Am Montagabend stellte Sylvia Bühler in ihrer Bewerbungsrede auf dem ver.di-Bundeskongress die Einführung einer gesetzlichen Personalbemessung für Pflegepersonal in Krankenhäusern als größten Erfolg dar. Bühler ist im ver.di-Bundesvorstand für den Gesundheitsbereich zuständig und stellte sich zur Wiederwahl. Dass es möglich war, so weit zu kommen und an dieser Personalregelung mitzuarbeiten, sei auch Folge der zum Teil wochenlangen Streiks in den Krankenhäusern, schätzte sie ein.

Aktuell stehen Kämpfe gegen die bundesweit geplanten Schließungen von Kliniken an. Hier fehlte es an konkreten Vorschlägen, wie das Kahlschlagprogramm von Gesundheitsminister Lauterbach zu verhindern sei. Es blieb unter dem Applaus der rund 1.000 Delegierten bei der allgemeinen Aussage, dass der Markt es nicht richten werde und ein Vorbehalt des Finanzministers unanständig sei.

Seit Lauterbach seine „Krankenhausrevolution“ angekündigt hat ist viel passiert. Die eigens zur Vorbereitung der gewollten Klinikschließungen eingesetzte „Regierungskommission für eine moderne und bedarfsgerechte Krankenhausversorgung“ gab mit ihrer ursprünglichen Empfehlung den gesundheitspolitisch Verantwortlichen die Möglichkeit, so zu tun, als werde der Markt in den Krankenhäusern eingeschränkt und die Versorgung mehr am Bedarf der Bevölkerung ausgerichtet. Die Vorschläge der Kommission erwiesen sich im Detail aber als massiver Eingriff in die bedarfsgerechte Planung der Länder vor Ort. Dazu müssen sie als Gesamtpaket zur Stabilisierung des Fallpauschalensystems gelesen werden, das die „Vermarktung“ der Gesundheit vertieft, damit bei den Konzernen weiter die Gewinne sprudeln.

Nachdem es von den Bundesländern – die für die Krankenhausplanung zuständig sind – Widerstand gab, wurde am 10. Juli eine Einigung zwischen Bund und Ländern erzielt. Diese macht den Weg frei für eine „abgeschwächte“ Form der von der Kommission vorgelegten Vorschläge. Eine Verbesserung der Krankenhausversorgung ist nicht in Sicht. Das Ziel der Marktbereinigung ist geblieben. Betoniert werden auch die finanziellen Fehlanreize in der Krankenversorgung.

Bundesweit sind Kliniken aufgrund der unzureichenden Investitionspolitik der Bundesländer und durch gestiegene Energie- und Materialkosten insolvenzgefährdet.
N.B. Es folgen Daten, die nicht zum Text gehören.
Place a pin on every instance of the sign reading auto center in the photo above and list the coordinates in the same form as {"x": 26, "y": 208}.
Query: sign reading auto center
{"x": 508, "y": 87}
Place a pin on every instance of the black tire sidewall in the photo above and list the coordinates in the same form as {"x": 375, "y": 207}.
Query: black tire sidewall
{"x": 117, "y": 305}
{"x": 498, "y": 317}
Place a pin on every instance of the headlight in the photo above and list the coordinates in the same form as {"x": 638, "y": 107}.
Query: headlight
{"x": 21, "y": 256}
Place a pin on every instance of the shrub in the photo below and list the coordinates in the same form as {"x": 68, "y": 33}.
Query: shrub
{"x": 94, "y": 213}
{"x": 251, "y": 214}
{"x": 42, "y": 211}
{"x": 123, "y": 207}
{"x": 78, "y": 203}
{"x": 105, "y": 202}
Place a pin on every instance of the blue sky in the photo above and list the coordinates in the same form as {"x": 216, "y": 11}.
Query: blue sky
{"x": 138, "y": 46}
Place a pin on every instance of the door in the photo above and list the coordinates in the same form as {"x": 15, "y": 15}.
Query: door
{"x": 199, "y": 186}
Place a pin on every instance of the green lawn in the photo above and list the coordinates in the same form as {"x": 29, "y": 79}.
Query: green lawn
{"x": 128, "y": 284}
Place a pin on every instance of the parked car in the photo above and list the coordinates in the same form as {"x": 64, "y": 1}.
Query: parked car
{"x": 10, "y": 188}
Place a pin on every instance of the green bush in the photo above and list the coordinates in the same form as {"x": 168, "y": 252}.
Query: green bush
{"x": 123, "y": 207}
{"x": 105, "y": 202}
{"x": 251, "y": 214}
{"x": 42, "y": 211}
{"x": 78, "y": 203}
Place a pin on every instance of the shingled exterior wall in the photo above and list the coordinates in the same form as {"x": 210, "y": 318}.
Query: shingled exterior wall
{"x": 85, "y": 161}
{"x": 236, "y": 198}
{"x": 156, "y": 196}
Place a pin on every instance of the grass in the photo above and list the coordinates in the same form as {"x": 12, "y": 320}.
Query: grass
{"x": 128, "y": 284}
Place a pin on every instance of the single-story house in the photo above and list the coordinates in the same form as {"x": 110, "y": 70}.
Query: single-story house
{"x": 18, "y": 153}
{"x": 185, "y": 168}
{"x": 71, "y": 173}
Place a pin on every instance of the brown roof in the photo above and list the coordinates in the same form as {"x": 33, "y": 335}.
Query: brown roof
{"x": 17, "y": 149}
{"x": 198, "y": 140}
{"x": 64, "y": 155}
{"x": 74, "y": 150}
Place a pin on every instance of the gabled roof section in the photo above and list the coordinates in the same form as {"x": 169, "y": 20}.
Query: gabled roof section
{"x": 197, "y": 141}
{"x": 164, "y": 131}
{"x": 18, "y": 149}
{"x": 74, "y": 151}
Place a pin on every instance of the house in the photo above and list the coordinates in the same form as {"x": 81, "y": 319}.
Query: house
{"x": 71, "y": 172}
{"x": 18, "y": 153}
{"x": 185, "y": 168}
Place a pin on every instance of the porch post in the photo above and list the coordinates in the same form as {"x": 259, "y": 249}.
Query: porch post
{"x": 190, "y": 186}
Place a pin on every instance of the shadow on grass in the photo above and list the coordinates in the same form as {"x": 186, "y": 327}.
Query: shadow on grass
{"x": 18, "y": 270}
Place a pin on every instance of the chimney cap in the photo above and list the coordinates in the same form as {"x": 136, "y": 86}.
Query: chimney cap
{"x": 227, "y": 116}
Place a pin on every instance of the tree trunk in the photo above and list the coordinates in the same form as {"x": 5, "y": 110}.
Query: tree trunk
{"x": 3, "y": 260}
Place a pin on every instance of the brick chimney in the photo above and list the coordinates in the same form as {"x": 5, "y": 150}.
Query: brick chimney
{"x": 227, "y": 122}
Es droht, dass ungesteuert Krankenhäuser schließen. Diese Gefahr sehen mittlerweile auch die Arbeitgeberverbände. Gerald Gaß, Geschäftsführer der Deutschen Krankenhausgesellschaft (DKG), stellt die wirtschaftliche Lage der deutschen Krankenhäuser als dramatisch dar. Er berichtet, dass die Zahl der Krankenhausinsolvenzen in 2023 bereits fünf mal so hoch liege wie im gesamten Jahr 2022.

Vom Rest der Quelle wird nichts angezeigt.